Contractors and companies will come into your house and charge you upward of $600 to refinish your tub. Google the phrase “tub refinishing horror stories,” however, and you’ll get about 84,000 hits.
Several manufacturers, including Rust-Oleum and Sherwin-Williams, sell DIY tubrefinishing kits (which should convince you that tub refinishing means tub painting) that apply the finish coats with a roller. Your results may vary, but don’t expect these fixes to last more than a few years. A comment on the popular website ApartmentTherapy.com said it best: “Don’t dye your own hair, don’t pull your own teeth, don’t reglaze your own tub.”
Don Dominick, who works for Miracle Method, the country’s largest tubrefinishing company, with more than 120 franchises nationwide, agrees: “If you’d be happy with the look you’d get if you painted your car with a roller, go ahead and refinish your own bathtub.”
Similar to refinishing an automobile or a piece of furniture, the quality of the results depends heavily on the quality of the prep work.
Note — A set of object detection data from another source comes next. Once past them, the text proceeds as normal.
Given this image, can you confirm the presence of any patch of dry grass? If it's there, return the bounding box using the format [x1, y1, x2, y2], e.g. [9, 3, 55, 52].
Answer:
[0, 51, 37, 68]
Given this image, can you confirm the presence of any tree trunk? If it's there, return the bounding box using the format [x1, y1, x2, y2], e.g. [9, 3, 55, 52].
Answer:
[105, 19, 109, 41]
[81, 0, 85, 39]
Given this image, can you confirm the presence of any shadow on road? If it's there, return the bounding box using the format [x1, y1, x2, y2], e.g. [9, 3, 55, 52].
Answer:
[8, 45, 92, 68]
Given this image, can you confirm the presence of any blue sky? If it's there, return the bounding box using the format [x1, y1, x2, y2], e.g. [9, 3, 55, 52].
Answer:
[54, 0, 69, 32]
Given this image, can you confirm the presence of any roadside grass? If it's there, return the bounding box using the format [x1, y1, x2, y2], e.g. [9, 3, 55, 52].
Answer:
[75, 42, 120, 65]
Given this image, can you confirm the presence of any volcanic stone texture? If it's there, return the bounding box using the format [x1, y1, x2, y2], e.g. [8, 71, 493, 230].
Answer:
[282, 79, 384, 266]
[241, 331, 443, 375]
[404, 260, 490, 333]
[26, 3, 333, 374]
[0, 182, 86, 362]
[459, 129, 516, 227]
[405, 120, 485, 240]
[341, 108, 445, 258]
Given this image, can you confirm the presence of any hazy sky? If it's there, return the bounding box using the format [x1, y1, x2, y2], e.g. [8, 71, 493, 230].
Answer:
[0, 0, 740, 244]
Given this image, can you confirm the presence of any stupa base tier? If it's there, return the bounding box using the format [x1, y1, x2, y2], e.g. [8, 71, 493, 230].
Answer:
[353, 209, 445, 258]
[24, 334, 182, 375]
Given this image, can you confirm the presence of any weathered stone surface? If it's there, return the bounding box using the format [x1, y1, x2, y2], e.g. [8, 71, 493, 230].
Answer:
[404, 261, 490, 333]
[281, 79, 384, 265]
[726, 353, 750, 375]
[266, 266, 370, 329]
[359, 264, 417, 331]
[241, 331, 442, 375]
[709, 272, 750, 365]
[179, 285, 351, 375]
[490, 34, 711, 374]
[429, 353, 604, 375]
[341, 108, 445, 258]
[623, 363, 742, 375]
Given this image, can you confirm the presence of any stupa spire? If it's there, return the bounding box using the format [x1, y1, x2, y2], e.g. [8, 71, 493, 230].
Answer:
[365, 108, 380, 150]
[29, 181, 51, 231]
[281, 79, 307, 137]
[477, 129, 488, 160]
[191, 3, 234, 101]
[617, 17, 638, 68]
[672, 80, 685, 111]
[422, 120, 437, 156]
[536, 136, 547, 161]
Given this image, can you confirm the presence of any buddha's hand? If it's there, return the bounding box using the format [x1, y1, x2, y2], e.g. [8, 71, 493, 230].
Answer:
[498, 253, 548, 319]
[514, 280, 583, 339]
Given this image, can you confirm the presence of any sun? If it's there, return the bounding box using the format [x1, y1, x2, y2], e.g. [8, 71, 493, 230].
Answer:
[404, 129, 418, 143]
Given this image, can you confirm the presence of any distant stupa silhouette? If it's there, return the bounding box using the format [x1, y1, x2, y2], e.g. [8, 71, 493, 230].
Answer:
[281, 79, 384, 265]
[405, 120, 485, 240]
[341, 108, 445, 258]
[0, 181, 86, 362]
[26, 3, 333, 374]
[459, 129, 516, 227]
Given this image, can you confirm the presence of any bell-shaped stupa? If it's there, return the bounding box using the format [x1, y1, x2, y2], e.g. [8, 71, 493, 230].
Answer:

All tub refinishing starts with a thorough cleaning to remove dirt and soap scum. The next step is preparing the surface with a bonding agent—some companies use acid, but Miracle Method’s is nonacidic—that etches the old finish and gives it tooth for the primer and finish coats. Miracle Method technicians then apply a two-part epoxy primer and two or three coats of acrylic urethane that contains the color, white being the most popular.
After 24 hours, the tub is buffed and checked for imperfections. “It feels like porcelain when we’re finished,” says Dominick.
Refinishing warranties vary among companies; Miracle Method’s is for five years against adhesion failure. So while the surface of a refinished tub may (or may not) last as long as the original, the cost is attractive. “Refinishing saves up to 75% of the cost of replacing a tub,” Dominick says. Not a bad deal when you think about it.